The current epistemic environment is risky in the same way. Some people storm the capitol building because the election was "stolen". Others fight against the perceived threat of nuclear energy, or even wind turbines. Another large group risks their lives over vaccines. Still others fight against utilitarianism. Some are "red pilled", others "black pilled". People seem driven by tribalism, memes and underfunded journalism. Society offers limited means for the average person to improve upon this.
But compared to climate change, epistemological interventions are highly neglected.
My idea is just one of many projects that could help raise the sanity waterline, but if successful, I think its value would be comparable to Wikipedia. It would cover domains that Wikipedia doesn't cover in depth, and reaching people that Wikipedia doesn't reach for culture-war reasons. The value of Wikipedia is hard to measure, but intuitively large. My idea is the same way.
I think a site should be built for crowdsourced evidence storage, mirroring, transformation, visualization, aggregation, analysis, bayesian evaluation, and search.
This would be a hard project. It would require a bunch of math (software bayesian reasoning), game theory (to thwart malicious users and bad epistemics), UX design (so it's pleasant to use), "big data" (the database would become immense if the project is successful), and a very large amount of code.
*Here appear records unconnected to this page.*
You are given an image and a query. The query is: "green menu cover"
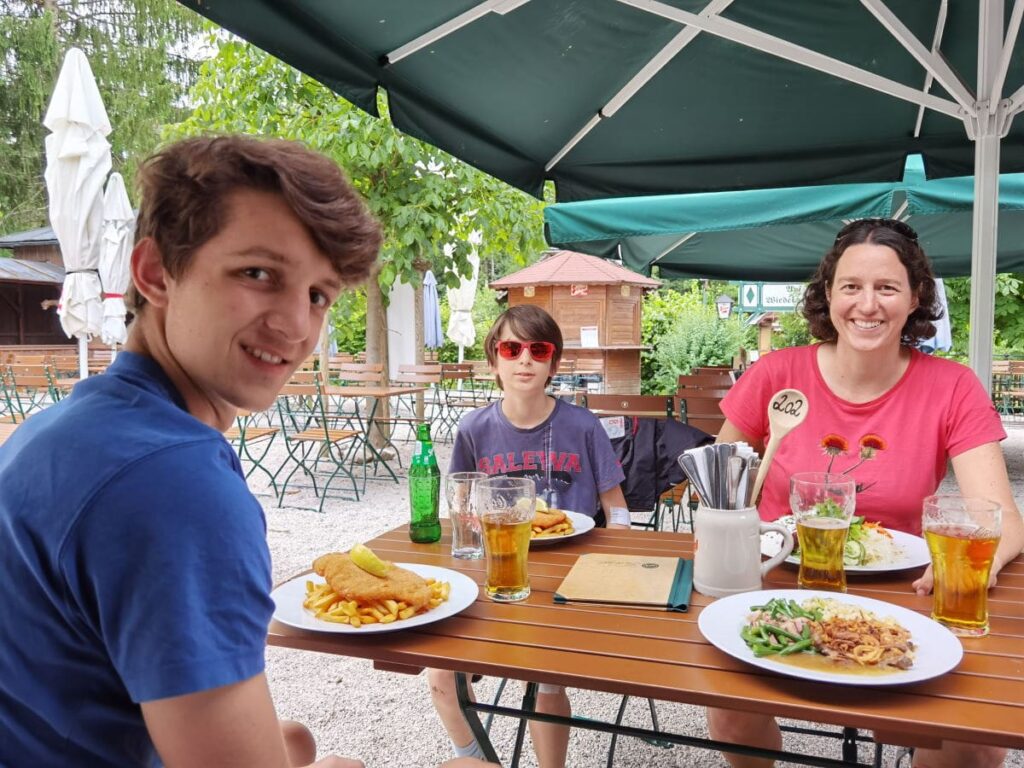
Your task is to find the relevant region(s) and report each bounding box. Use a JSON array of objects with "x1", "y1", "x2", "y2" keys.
[{"x1": 555, "y1": 553, "x2": 693, "y2": 611}]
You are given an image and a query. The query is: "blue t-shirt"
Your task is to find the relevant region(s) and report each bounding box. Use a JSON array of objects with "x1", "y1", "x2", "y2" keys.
[
  {"x1": 0, "y1": 352, "x2": 273, "y2": 766},
  {"x1": 449, "y1": 400, "x2": 625, "y2": 517}
]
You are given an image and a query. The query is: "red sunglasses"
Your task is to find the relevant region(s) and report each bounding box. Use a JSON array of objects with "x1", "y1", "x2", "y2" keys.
[{"x1": 495, "y1": 341, "x2": 555, "y2": 362}]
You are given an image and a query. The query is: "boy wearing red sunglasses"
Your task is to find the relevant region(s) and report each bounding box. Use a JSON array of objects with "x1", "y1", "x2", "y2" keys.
[{"x1": 428, "y1": 304, "x2": 630, "y2": 768}]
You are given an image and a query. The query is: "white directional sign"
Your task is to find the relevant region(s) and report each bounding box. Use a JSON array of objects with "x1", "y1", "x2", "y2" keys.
[{"x1": 739, "y1": 283, "x2": 805, "y2": 312}]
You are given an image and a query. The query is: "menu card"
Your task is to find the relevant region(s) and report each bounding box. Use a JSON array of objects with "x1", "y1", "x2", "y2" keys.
[{"x1": 555, "y1": 553, "x2": 693, "y2": 611}]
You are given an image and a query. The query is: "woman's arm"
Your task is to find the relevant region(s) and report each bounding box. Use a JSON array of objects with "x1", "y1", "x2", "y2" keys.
[{"x1": 913, "y1": 442, "x2": 1024, "y2": 595}]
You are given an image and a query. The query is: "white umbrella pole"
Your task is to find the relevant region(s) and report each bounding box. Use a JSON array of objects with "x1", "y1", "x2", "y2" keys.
[
  {"x1": 969, "y1": 0, "x2": 1002, "y2": 392},
  {"x1": 78, "y1": 337, "x2": 89, "y2": 381}
]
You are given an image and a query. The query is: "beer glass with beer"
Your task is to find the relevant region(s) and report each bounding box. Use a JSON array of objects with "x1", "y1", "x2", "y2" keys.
[
  {"x1": 476, "y1": 477, "x2": 537, "y2": 602},
  {"x1": 922, "y1": 495, "x2": 1002, "y2": 637},
  {"x1": 444, "y1": 472, "x2": 486, "y2": 560},
  {"x1": 790, "y1": 472, "x2": 857, "y2": 592}
]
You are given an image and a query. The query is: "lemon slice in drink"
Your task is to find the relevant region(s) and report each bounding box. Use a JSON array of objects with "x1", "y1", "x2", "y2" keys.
[{"x1": 348, "y1": 544, "x2": 391, "y2": 579}]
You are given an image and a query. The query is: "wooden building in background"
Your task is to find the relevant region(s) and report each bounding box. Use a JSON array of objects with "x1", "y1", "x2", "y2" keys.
[
  {"x1": 489, "y1": 251, "x2": 662, "y2": 394},
  {"x1": 0, "y1": 226, "x2": 72, "y2": 346}
]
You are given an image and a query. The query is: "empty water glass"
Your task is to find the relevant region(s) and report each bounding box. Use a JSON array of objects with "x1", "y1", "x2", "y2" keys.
[{"x1": 444, "y1": 472, "x2": 486, "y2": 560}]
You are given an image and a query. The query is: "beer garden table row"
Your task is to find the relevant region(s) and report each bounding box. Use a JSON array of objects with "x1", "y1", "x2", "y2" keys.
[{"x1": 268, "y1": 520, "x2": 1024, "y2": 765}]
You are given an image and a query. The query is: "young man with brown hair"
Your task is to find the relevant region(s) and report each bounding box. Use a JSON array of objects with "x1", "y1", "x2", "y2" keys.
[{"x1": 0, "y1": 136, "x2": 487, "y2": 768}]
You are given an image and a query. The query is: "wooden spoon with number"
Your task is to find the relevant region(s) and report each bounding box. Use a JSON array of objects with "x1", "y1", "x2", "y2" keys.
[{"x1": 751, "y1": 389, "x2": 808, "y2": 505}]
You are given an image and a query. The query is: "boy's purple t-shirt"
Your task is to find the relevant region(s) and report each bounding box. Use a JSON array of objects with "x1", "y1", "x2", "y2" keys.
[{"x1": 449, "y1": 400, "x2": 625, "y2": 517}]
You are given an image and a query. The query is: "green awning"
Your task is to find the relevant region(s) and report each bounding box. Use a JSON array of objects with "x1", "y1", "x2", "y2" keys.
[
  {"x1": 181, "y1": 0, "x2": 1024, "y2": 202},
  {"x1": 544, "y1": 157, "x2": 1024, "y2": 281}
]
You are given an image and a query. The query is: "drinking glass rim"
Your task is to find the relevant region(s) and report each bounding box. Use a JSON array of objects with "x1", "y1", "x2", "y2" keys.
[
  {"x1": 444, "y1": 472, "x2": 488, "y2": 481},
  {"x1": 477, "y1": 475, "x2": 537, "y2": 490},
  {"x1": 922, "y1": 494, "x2": 1002, "y2": 514}
]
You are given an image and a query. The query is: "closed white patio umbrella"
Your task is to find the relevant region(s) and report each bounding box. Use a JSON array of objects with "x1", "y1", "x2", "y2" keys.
[
  {"x1": 43, "y1": 48, "x2": 111, "y2": 378},
  {"x1": 99, "y1": 173, "x2": 135, "y2": 346}
]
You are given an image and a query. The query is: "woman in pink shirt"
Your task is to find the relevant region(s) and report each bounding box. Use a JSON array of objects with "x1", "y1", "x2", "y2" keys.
[{"x1": 708, "y1": 219, "x2": 1024, "y2": 768}]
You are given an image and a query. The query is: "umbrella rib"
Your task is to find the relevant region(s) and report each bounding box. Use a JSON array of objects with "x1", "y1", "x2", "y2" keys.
[
  {"x1": 860, "y1": 0, "x2": 978, "y2": 117},
  {"x1": 384, "y1": 0, "x2": 529, "y2": 65},
  {"x1": 544, "y1": 0, "x2": 733, "y2": 172},
  {"x1": 913, "y1": 0, "x2": 949, "y2": 138},
  {"x1": 988, "y1": 0, "x2": 1024, "y2": 115},
  {"x1": 616, "y1": 0, "x2": 964, "y2": 120}
]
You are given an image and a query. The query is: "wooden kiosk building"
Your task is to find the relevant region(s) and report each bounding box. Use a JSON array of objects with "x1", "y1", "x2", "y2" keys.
[{"x1": 489, "y1": 251, "x2": 662, "y2": 394}]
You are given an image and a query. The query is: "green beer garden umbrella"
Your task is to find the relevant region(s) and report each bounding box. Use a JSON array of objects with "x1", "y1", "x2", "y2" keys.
[
  {"x1": 180, "y1": 0, "x2": 1024, "y2": 381},
  {"x1": 544, "y1": 156, "x2": 1024, "y2": 281}
]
I am definitely not qualified to design it all myself, but I'll put down some ideas to give you a flavor of my idea.
Let's call it the "evidence dump".
It would be one of the first attempts at “computational epistemology”—to my knowledge. Wikipedia’s page on computational epistemology lists publications going back several decades, yet I’d never heard of it (I just Googled it to see what I would get). But Google gives zero results for "applied computational epistemology" which is what I'm going for: a site that uses epistemological theory to aggregate millions of judgements.
I hope that this site will be informed by rationalist thinking and epistemological theory, and that it will in turn help inform rationalists and AI researchers about epistemological processes relevant to them. For example, emergent failure modes of the site’s algorithms should teach us something. (It is not clear to me whether improving AGI epistemology would be good or bad with respect to x-risk, but otherwise, improving AI epistemology seems like a good thing.)
I don’t expect the system to change the mind of extremists or people like my father. But my hope is that
- People who do care about truth will appreciate that this is a tool that helps them (or at least, will help them after it becomes popular; how to go from zero to popular is a total mystery)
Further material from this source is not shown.